A small amount of limescale can make a big impact on flow rate.
Corroded metal pipes have a similar effect on flow rate as limescale buildup.
It won’t drop your water pressure, but the flow rate will decrease. Usually very slowly over the course of years..decades even.
This problem is common in older houses with galvanized steel piping. Unfortunately, the only solution is to replace and re-plumb the entire system.
The most common time for the flow rate to drop is during the morning hours when people are getting ready for their day. For most households, this is the “peak usage” window.
What does that mean? In plain language, it means household members are expending water more quickly than their system can replenish from a water source.
The simple solution is to rearrange your schedule so that fewer water outlets are engaged at once. Pause the dishwasher, or only take one shower at a time.
Suppose you’re using a pressure regulator to lower the input pressure of water flowing into your home’s water system. In that case, a faulty device can cause problems.
Most pressure regulators should be equipped with an analog gauge. See if anything looks out of place. If the reading is jumping around or has gone to 0, you may have found the problem.
Unfortunately, to replace a regulator, you’ll likely need professional help.
Water Meter Valve
If you’ve exhausted every other option, you might also check the inflow valve on your water meter to confirm it’s completely open.
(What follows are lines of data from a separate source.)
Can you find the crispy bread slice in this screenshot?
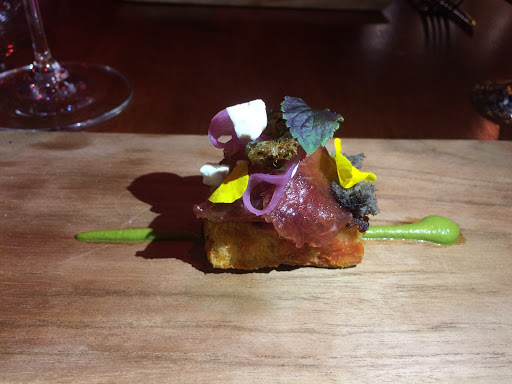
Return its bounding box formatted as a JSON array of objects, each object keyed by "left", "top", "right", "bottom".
[{"left": 204, "top": 220, "right": 364, "bottom": 270}]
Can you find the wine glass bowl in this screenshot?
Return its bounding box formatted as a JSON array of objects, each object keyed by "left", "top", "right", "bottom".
[
  {"left": 471, "top": 80, "right": 512, "bottom": 126},
  {"left": 0, "top": 0, "right": 132, "bottom": 131}
]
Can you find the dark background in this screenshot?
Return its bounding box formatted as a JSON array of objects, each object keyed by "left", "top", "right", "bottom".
[{"left": 5, "top": 0, "right": 512, "bottom": 140}]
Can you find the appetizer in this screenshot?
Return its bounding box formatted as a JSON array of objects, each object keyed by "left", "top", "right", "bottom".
[{"left": 194, "top": 97, "right": 379, "bottom": 270}]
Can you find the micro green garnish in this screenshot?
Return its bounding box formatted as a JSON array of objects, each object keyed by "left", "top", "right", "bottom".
[{"left": 281, "top": 96, "right": 343, "bottom": 155}]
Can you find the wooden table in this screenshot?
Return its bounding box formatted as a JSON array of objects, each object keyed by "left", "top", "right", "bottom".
[
  {"left": 6, "top": 0, "right": 512, "bottom": 140},
  {"left": 0, "top": 132, "right": 512, "bottom": 383}
]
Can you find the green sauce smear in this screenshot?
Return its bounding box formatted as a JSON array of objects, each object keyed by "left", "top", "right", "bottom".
[
  {"left": 363, "top": 215, "right": 460, "bottom": 245},
  {"left": 75, "top": 228, "right": 201, "bottom": 243},
  {"left": 76, "top": 215, "right": 460, "bottom": 245}
]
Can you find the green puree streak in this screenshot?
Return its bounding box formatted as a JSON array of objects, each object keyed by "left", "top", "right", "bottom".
[
  {"left": 363, "top": 215, "right": 460, "bottom": 245},
  {"left": 76, "top": 216, "right": 460, "bottom": 245},
  {"left": 76, "top": 228, "right": 200, "bottom": 242}
]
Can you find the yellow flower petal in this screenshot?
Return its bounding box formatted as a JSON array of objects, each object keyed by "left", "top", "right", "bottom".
[
  {"left": 334, "top": 138, "right": 377, "bottom": 188},
  {"left": 208, "top": 161, "right": 249, "bottom": 203}
]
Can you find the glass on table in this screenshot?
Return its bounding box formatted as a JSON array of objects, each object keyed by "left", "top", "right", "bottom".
[{"left": 0, "top": 0, "right": 132, "bottom": 131}]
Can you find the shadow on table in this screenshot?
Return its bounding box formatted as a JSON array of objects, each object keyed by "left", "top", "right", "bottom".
[{"left": 128, "top": 172, "right": 296, "bottom": 274}]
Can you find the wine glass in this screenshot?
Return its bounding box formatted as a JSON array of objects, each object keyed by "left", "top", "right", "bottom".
[
  {"left": 471, "top": 80, "right": 512, "bottom": 128},
  {"left": 0, "top": 0, "right": 21, "bottom": 72},
  {"left": 0, "top": 0, "right": 132, "bottom": 131}
]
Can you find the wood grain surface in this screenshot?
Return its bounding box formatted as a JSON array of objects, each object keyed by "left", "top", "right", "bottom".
[{"left": 0, "top": 132, "right": 512, "bottom": 383}]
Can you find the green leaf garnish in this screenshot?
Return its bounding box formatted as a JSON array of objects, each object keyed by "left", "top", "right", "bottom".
[{"left": 281, "top": 96, "right": 343, "bottom": 155}]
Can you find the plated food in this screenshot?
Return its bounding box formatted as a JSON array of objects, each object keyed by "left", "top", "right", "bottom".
[{"left": 194, "top": 97, "right": 379, "bottom": 270}]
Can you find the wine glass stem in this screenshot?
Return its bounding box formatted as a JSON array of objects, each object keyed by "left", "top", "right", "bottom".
[{"left": 23, "top": 0, "right": 67, "bottom": 83}]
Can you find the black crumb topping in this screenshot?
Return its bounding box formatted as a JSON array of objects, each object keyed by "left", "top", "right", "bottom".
[{"left": 331, "top": 180, "right": 380, "bottom": 217}]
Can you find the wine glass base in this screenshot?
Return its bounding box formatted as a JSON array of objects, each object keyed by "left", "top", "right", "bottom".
[{"left": 0, "top": 63, "right": 132, "bottom": 131}]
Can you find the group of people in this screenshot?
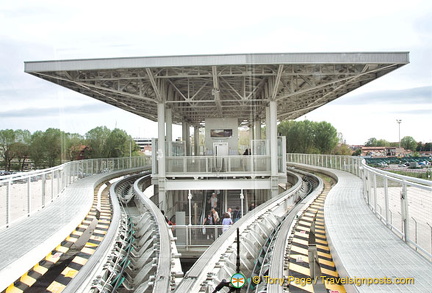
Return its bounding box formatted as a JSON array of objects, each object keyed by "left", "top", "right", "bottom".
[{"left": 203, "top": 193, "right": 241, "bottom": 239}]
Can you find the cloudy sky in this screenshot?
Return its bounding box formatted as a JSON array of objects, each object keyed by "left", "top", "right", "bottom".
[{"left": 0, "top": 0, "right": 432, "bottom": 144}]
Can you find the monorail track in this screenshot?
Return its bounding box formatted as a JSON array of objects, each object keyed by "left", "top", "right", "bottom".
[
  {"left": 247, "top": 170, "right": 346, "bottom": 293},
  {"left": 3, "top": 184, "right": 112, "bottom": 293},
  {"left": 5, "top": 170, "right": 345, "bottom": 293}
]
In most cases, this device is the property of the city or your utility provider, so don’t tamper with it. If you notice the valve isn’t fully open, it may be worth calling them.
Problems with your meter valve are unlikely. Especially if everything was working fine until they suddenly changed.
What is considered a good water flow rate?
For the majority of households, 6-12 GPM (gallons per minute) is a sufficient flow rate. Your specific need will depend primarily on your water consumption during peak usage moments.
How much water do my household fixtures use?
A shower uses 1.5-2.5 GPM, a faucet 2-3 GPM, a dishwasher 2-4 GPM, and a washing machine 3-5 GPM.
What GPM is suitable for a shower?
A good flow rate for a shower head may be less than you think. The flow rate for shower heads in the US is federally limited to 2.5 GPM.